Power supplies run from diminutive things running tiny low-profile systems the size of a few paperback books to massive kilowatt-plus units powering extreme multi-GPU setups. Clearly, one size does not fit all. Aside from just total output capacity (size) to consider, form factor, efficiency, and noise are all important factors, not to mention cost.
Power output: Size the power output of your PSU appropriately to your system's requirements. Plan for expansion if needed, but be realistic. Keeping things appropriately sized will keep you in the sweet spot of the power supply's efficiency curve, which is a good thing, even if curves today are fairly flat.
Consider your system both at idle, typical load, and maximum load, and size accordingly. Check individual component draw on specific power supply rails (+3.3v, +5v, and however many +12v rails are involved) and make sure the PSU can deliver power at the correct rails. This has shifted in the past from +3.3v and +5v focused to +12v focused, so those old power supplies, despite their ample total power output, may actually not work on a newer system.
Efficiency: Converting typical household power—delivered as alternating current to the direct current consumed by your computer's internal components—is imperfect. Old power supplies tend to be less efficient than newer ones, although finding lousy new power supplies based on older standards is still easy. A new power supply with a modern design will be more efficient, which means less electricity wasted as heat, and a lower electricity bill. The old first-generation ATX PSU may be 65 percent efficient compared to a modern 80PLUS certified unit that is 88 percent or more efficient. Good quality power supplies also have very efficient active power factor correction (active PFC) rather than older passive PFC or non-PFC designs, which helps in some areas (although at least in the USA, most users don't have to worry about PFC affecting their electricity bills).
Connectors and cable length: Cheap power supplies tend to come with fewer connectors and shorter cables. Make sure your power supply has the right connectors for your components and that the cables are long enough. If your case mounts the power supply in a nonstandard location, double check the cable length. You may need especially long cables or especially short cables in such cases. Those of you who have tried to cram 20 inches of cable into a case the size of a shoebox know our pain, as do those who picked up the high-end components only to find the CPU power cable was an inch too short (!).
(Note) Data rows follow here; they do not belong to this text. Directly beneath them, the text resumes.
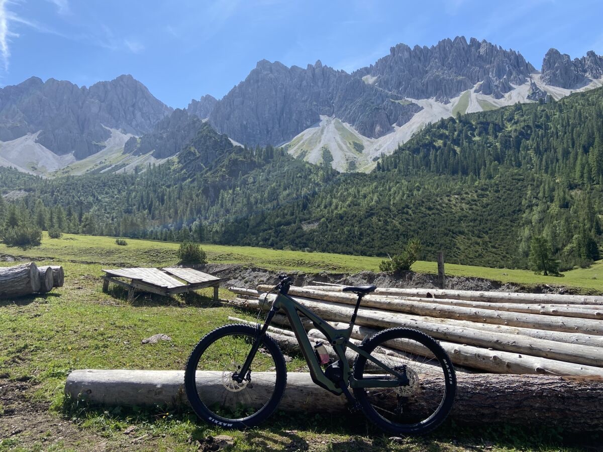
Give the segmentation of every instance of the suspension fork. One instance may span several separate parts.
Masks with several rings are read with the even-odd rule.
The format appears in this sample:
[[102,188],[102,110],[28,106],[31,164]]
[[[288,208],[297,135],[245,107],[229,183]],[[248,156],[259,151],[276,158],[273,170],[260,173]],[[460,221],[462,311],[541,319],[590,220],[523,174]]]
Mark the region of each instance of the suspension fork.
[[242,383],[243,380],[245,379],[245,376],[249,372],[249,368],[251,366],[251,361],[255,357],[256,353],[257,353],[257,350],[260,348],[260,344],[262,343],[262,339],[264,334],[266,334],[266,331],[268,331],[268,327],[270,324],[270,322],[272,321],[272,318],[274,316],[274,314],[276,313],[277,310],[279,310],[279,308],[275,307],[273,306],[270,309],[270,310],[268,311],[268,316],[266,317],[266,321],[264,322],[264,326],[259,333],[256,336],[255,341],[253,341],[253,345],[251,345],[251,350],[249,351],[249,354],[247,355],[247,359],[245,360],[245,362],[243,363],[243,365],[239,369],[239,371],[235,372],[232,374],[232,379],[238,383]]

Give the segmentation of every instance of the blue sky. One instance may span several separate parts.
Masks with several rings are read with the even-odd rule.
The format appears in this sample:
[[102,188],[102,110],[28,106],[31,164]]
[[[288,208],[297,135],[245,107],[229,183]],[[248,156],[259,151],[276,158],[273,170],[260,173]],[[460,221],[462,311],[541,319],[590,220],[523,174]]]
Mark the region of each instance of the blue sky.
[[0,0],[0,84],[90,86],[131,74],[174,107],[219,98],[262,58],[350,72],[403,42],[463,35],[519,51],[603,54],[601,0]]

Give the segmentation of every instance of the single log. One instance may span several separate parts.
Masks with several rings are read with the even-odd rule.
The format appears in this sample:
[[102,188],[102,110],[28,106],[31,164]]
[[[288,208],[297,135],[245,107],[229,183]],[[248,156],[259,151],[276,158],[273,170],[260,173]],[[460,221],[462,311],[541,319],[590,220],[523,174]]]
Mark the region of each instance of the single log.
[[394,295],[375,295],[380,299],[401,300],[425,303],[436,303],[451,306],[463,306],[479,309],[491,309],[526,314],[540,314],[560,317],[577,317],[582,319],[603,319],[603,306],[596,304],[530,304],[529,303],[492,303],[452,298],[420,298],[399,297]]
[[[335,286],[305,286],[305,288],[341,292],[343,287]],[[506,292],[453,290],[449,289],[395,289],[384,287],[373,292],[375,295],[411,297],[424,298],[453,298],[455,300],[489,301],[490,303],[554,303],[556,304],[603,305],[603,297],[596,295],[564,295],[558,293],[523,293]]]
[[[48,265],[48,268],[52,270],[52,284],[55,287],[62,287],[65,282],[65,273],[63,271],[63,267],[60,265]],[[40,270],[46,268],[46,266],[40,267]]]
[[[265,286],[258,286],[259,290],[265,290]],[[289,293],[291,295],[298,295],[314,300],[326,300],[353,306],[356,304],[358,300],[356,295],[353,293],[338,293],[296,287],[291,287]],[[488,309],[474,309],[461,306],[418,302],[409,299],[402,300],[373,295],[365,296],[362,298],[362,305],[396,312],[427,315],[430,317],[470,320],[494,325],[507,325],[511,327],[603,336],[603,322],[593,319],[553,317],[538,314],[522,314]]]
[[42,293],[50,292],[52,290],[52,270],[49,267],[45,267],[43,270],[39,268],[40,272],[40,290],[39,292]]
[[[274,295],[267,297],[268,300],[271,302],[274,298]],[[298,297],[292,298],[325,320],[347,322],[349,321],[353,310],[350,307],[329,301],[320,301]],[[256,304],[259,306],[260,303],[256,303]],[[263,303],[262,306],[262,309],[269,308],[268,303]],[[447,324],[417,319],[420,318],[399,313],[361,307],[356,324],[378,328],[392,327],[414,328],[437,339],[449,342],[574,363],[575,371],[570,374],[572,375],[601,375],[603,372],[603,368],[596,368],[595,370],[595,368],[591,367],[592,365],[600,366],[603,363],[601,357],[603,350],[599,347],[576,347],[572,344],[519,335],[486,333],[472,328],[452,327]],[[579,365],[579,362],[590,365]]]
[[[224,387],[221,372],[204,373],[197,386],[218,401]],[[254,389],[270,375],[256,380]],[[603,380],[596,377],[463,374],[450,413],[457,424],[546,425],[567,432],[603,431]],[[274,376],[271,378],[274,379]],[[423,394],[430,380],[421,380]],[[65,393],[95,405],[174,406],[188,404],[183,371],[75,370],[67,377]],[[314,385],[307,373],[289,372],[279,409],[299,413],[347,412],[347,401]]]
[[0,268],[0,298],[27,295],[40,290],[40,271],[33,262]]

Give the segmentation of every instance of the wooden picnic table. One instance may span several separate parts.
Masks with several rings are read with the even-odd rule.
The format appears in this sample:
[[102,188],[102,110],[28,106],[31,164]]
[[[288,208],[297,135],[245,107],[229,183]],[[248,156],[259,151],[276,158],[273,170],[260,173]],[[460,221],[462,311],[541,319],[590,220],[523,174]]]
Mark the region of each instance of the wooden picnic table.
[[[135,290],[149,292],[167,297],[174,293],[213,287],[213,300],[215,301],[218,301],[218,288],[220,278],[192,268],[136,267],[103,269],[103,271],[106,274],[102,277],[103,292],[106,292],[109,289],[109,283],[127,289],[128,296],[130,298]],[[118,279],[118,278],[125,278],[130,280],[130,282],[122,281]]]

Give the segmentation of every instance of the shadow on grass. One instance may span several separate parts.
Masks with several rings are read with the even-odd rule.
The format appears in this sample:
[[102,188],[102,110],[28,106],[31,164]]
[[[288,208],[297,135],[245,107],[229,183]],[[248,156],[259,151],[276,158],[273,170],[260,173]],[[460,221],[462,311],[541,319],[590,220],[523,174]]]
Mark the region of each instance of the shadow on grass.
[[60,298],[60,293],[49,292],[47,293],[31,293],[23,297],[15,297],[9,300],[0,300],[0,307],[3,306],[27,306],[33,303],[46,303],[51,300]]
[[[154,431],[190,435],[189,441],[229,432],[206,424],[188,407],[98,407],[65,398],[59,412],[66,418],[93,429],[119,432],[131,425]],[[230,433],[235,435],[235,433]],[[555,428],[511,424],[464,427],[448,419],[425,436],[394,438],[368,422],[361,413],[340,415],[277,411],[259,427],[245,430],[245,450],[320,450],[343,452],[382,450],[449,451],[504,448],[512,450],[602,450],[603,435],[576,435]]]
If your power supply of choice is short on connectors, splitters and adapters may be used, but be careful not to overload the power supply—pay attention to the maximum current available on the required power supply rails and the power draw of the components being installed.
A final side note on efficiency, size, and manufacturer's recommendations: actual power draw on most end-users' systems is much lower than manufacturer-specified minimum recommendations tend to be. This is because most end-users don't run their systems at 100 percent load all of the time, and manufacturers tend to be conservative. After all, the manufacturer of your CPU, motherboard, or video card has no idea if you are using a quality name-brand power supply that can actually deliver the power it's rated to give, or if you are using a generic el cheapo unit that will explode when taxed beyond a small fraction of its load. They tend to try to accommodate the el cheapos out of the simple necessity that they really do not know what quality power supply the end-user may have.